Day four and counting…
Ten and a half hours of meditation a day
are taking their toll. Sessions vary in length from 45 minutes to two hours but
it takes just a few minutes for pain to start shooting down my neck and into my
back. It also feels like a red-hot poker has been jammed into my left thigh and
calf.
I’ve given up trying to maintain any
semblance of zen-line calm and am switching positions like a yogi on a espresso
buzz. Left leg over right, right leg over left, both legs to one side, straight
out in front of me, kneeling. Each position offers a moment of tantalizing
respite before the familiar pain returns – with a vengeance. “Are we there
yet?” I whine on repeat to nobody but myself. And will my body or my min break first,
I wonder?
Thankfully I have something to keep me
sane. Food. The vegetarian, Indian-inspired fare is delicious. Breakfast may
consist of savoury semolina with cinnamon and prunes, yoghurt, fresh bread with
jam and fruit. There’s no coffee but rooibos tea is plentiful as is refreshing
ginger-infused water. Lunch, the main meal of the day, is from 11am to 12pm. It
could, for example, be a tofu and spinach stew served with brown rice and
sticky date balls for dessert. A tea break from 5pm to 6pm serves up seasonal
fruit (it’s February and I get my pick of peaches, plums, nectarines, bananas
and grapes).
The dance
Recording of SN Goenka – the world –
renowned teacher of Vipassana meditation – intersperse our chanting, which
accompanies the beginning and end of our sessions. I’ve come to look forward to
his soothing voice reminding me of the law of annica (meaning “impermanence”),
or urging me to be equanimous.
Every evening we watch a video of his
non-sectarian teachings and the discourse reveals a little bit more about the
practical technique as the days unfold. I’ve never been told in such
uncomplicated terms how to meditate. For the first time I begin to believe what
those purveyors of zen have always said: “Anyone can do it.”

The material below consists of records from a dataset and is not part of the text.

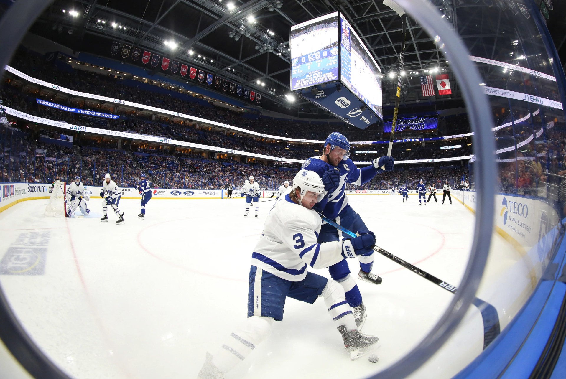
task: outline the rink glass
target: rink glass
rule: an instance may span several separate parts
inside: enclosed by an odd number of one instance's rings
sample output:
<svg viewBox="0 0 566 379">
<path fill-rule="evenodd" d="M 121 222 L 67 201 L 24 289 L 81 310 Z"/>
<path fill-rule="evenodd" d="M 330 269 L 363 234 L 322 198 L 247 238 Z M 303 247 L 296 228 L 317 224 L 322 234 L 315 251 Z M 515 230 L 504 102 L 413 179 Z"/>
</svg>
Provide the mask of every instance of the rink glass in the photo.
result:
<svg viewBox="0 0 566 379">
<path fill-rule="evenodd" d="M 464 41 L 469 55 L 517 64 L 533 70 L 533 73 L 529 74 L 495 64 L 474 63 L 481 77 L 481 85 L 526 93 L 557 102 L 564 100 L 563 73 L 556 70 L 554 52 L 546 48 L 552 41 L 544 40 L 546 35 L 541 32 L 540 25 L 537 25 L 537 20 L 539 24 L 542 21 L 540 15 L 536 14 L 530 3 L 526 8 L 529 15 L 527 18 L 520 10 L 516 9 L 517 11 L 514 12 L 508 6 L 502 10 L 498 7 L 497 2 L 494 2 L 495 3 L 491 7 L 485 2 L 468 2 L 462 5 L 460 2 L 456 2 L 456 5 L 448 7 L 443 2 L 435 1 L 432 3 L 437 8 L 442 7 L 446 14 L 451 16 L 448 23 Z M 427 20 L 429 23 L 433 21 L 432 16 L 437 18 L 436 22 L 443 22 L 440 14 L 419 14 L 419 11 L 426 10 L 419 8 L 421 4 L 414 4 L 413 8 L 409 1 L 400 1 L 399 3 L 406 7 L 408 13 L 423 23 Z M 439 35 L 441 35 L 440 43 L 447 38 L 446 35 L 439 31 Z M 439 46 L 439 49 L 443 50 L 442 47 Z M 441 53 L 440 54 L 441 59 Z M 461 57 L 460 58 L 461 59 Z M 451 61 L 451 66 L 457 63 L 456 57 Z M 456 67 L 453 72 L 457 72 Z M 554 76 L 556 81 L 545 79 L 534 72 Z M 468 85 L 456 75 L 451 76 L 451 80 L 455 85 L 452 87 L 454 91 L 464 91 L 458 89 L 459 85 Z M 419 91 L 418 87 L 411 89 Z M 526 268 L 526 270 L 516 271 L 505 277 L 504 283 L 500 287 L 502 296 L 507 295 L 511 298 L 513 305 L 512 312 L 516 314 L 541 280 L 554 253 L 552 248 L 553 239 L 558 234 L 553 235 L 551 232 L 555 230 L 564 216 L 563 204 L 566 199 L 560 198 L 559 189 L 565 180 L 564 175 L 559 173 L 566 170 L 564 159 L 566 155 L 566 127 L 564 113 L 559 108 L 543 105 L 536 100 L 530 102 L 495 96 L 487 98 L 488 106 L 479 111 L 488 113 L 492 119 L 489 124 L 492 126 L 490 127 L 496 128 L 492 133 L 492 142 L 496 154 L 491 156 L 488 152 L 483 152 L 482 156 L 478 154 L 477 159 L 465 163 L 468 166 L 471 191 L 461 193 L 454 191 L 453 196 L 469 207 L 470 211 L 477 211 L 480 205 L 477 203 L 477 196 L 481 195 L 478 192 L 486 186 L 496 187 L 492 212 L 490 214 L 484 212 L 482 217 L 491 218 L 493 216 L 494 238 L 507 241 L 517 253 L 514 264 Z M 469 100 L 469 98 L 466 97 L 466 100 Z M 473 105 L 477 106 L 478 104 Z M 473 118 L 473 115 L 471 115 L 470 119 Z M 498 127 L 503 126 L 505 126 Z M 479 131 L 474 129 L 473 131 Z M 449 131 L 447 134 L 451 134 Z M 94 159 L 80 159 L 72 154 L 38 149 L 28 144 L 23 137 L 13 129 L 0 127 L 0 151 L 2 152 L 0 163 L 3 183 L 51 183 L 57 178 L 70 183 L 75 176 L 79 175 L 83 182 L 88 183 L 88 180 L 92 180 L 89 176 L 96 180 L 97 175 L 102 176 L 108 171 L 119 173 L 117 179 L 119 185 L 128 185 L 131 180 L 132 173 L 128 171 L 128 167 L 123 163 L 101 167 L 97 166 Z M 473 147 L 475 152 L 478 152 L 475 148 L 479 148 L 478 145 L 482 143 L 474 136 Z M 495 160 L 497 165 L 496 182 L 482 184 L 484 169 L 479 166 L 478 162 L 482 159 Z M 461 179 L 460 176 L 453 178 L 453 187 Z M 186 178 L 183 180 L 188 182 Z M 190 183 L 194 183 L 194 180 Z M 276 188 L 277 183 L 273 184 L 273 188 Z M 205 183 L 201 183 L 201 186 L 204 188 Z M 509 226 L 513 226 L 513 228 Z M 497 260 L 497 251 L 492 249 L 490 254 L 490 260 Z M 521 290 L 506 294 L 504 289 L 512 286 L 519 287 Z M 464 288 L 461 290 L 463 291 Z M 469 303 L 470 299 L 468 296 L 464 303 Z M 491 300 L 484 297 L 483 299 Z M 512 319 L 513 316 L 508 315 L 507 317 Z M 442 321 L 449 324 L 448 316 Z M 502 328 L 505 325 L 502 323 Z M 441 344 L 441 342 L 439 343 Z M 422 352 L 422 358 L 424 355 Z M 419 352 L 413 353 L 418 354 Z M 413 359 L 413 363 L 406 365 L 405 371 L 398 364 L 393 368 L 397 371 L 392 370 L 385 374 L 408 374 L 417 368 L 418 365 L 415 362 L 420 363 L 423 359 L 426 358 Z"/>
</svg>

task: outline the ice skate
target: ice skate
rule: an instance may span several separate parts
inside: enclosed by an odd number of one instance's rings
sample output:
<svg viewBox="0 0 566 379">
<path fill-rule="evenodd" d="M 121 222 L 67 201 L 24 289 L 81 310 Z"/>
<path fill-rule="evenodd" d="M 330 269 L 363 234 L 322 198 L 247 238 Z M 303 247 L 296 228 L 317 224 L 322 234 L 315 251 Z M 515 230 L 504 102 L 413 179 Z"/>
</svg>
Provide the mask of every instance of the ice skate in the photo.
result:
<svg viewBox="0 0 566 379">
<path fill-rule="evenodd" d="M 361 330 L 363 328 L 363 324 L 366 323 L 366 318 L 367 318 L 367 313 L 366 313 L 366 306 L 362 303 L 357 307 L 352 308 L 354 311 L 354 319 L 355 320 L 355 326 L 358 327 L 358 330 Z"/>
<path fill-rule="evenodd" d="M 196 376 L 197 379 L 222 379 L 224 377 L 224 373 L 212 363 L 212 354 L 207 352 L 206 360 Z"/>
<path fill-rule="evenodd" d="M 117 225 L 124 225 L 124 214 L 122 213 L 120 215 L 120 218 L 117 221 L 116 221 Z"/>
<path fill-rule="evenodd" d="M 361 279 L 364 282 L 368 282 L 378 285 L 381 283 L 381 277 L 378 277 L 372 273 L 365 273 L 361 270 L 358 273 L 358 279 Z"/>
<path fill-rule="evenodd" d="M 352 360 L 372 353 L 379 347 L 379 338 L 376 337 L 366 335 L 356 330 L 347 330 L 345 325 L 338 326 L 338 330 L 342 334 L 344 348 L 350 352 L 350 359 Z"/>
</svg>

With sex days worth of pain threatening to
explode in my thighs, calves, back and neck, and doing my best to accept this
reality rather than wish it away, I notice something unfamiliar. That feeling
of hot mental rods stabbing my body is beginning to diminish. Instead of
wanting more of this (i.e. less pain), I observe the event as calmly as I can.
And like a Disprin dissolving in water, I
watch as the pain swirls away. Try as I might I can’t help but punch the sky –
silently, of course.
In the absence of external noise, the
critical voice in my head (of myself and of those around me (has been
astonishingly loud. Today, though, it has begun to quieten. I notice too that
we strangers, who haven’t said a word to each other, have begun to move
differently. What in the beginning was an awkward two-step-imagine not being
able to say “sorry” if you bump into someone – has returned into an intuitive,
harmonious dance.
I get it
In between meditating and eating, we rest.
Who knew sitting could be such a tiring exercise?
Today, our ninth day, I’ve decided to meet
with the resident teacher. I want to know: Am I doing this right? I don’t
receive a definitive yes or no and leave feeling disappointed. Later I realize
this is a path taken for and by yourself – those after pats on the back need not
apply.
And then, just when I begin to think I’ve
arrived and that really there’s nothing to this meditating malarkey, my
practice deepens just a tiny bit and I realize there’s no such thing as
”getting it” at all. I don’t need to ask the teacher to know that this is where
my journey really begins.
Post-breakfast on our 11th day,
our noble silence ends. We may not have spoken for 10 days but chatter comes
easily to our group and email addresses and telephone numbers are exchanged.
I’ve travelled just an hour out of Cape Town but I’ve gone far enough away for
me to feel refreshed, invigorated and very peaceful. And, armed with my new
skill, I’m ready to rebalance my world outside.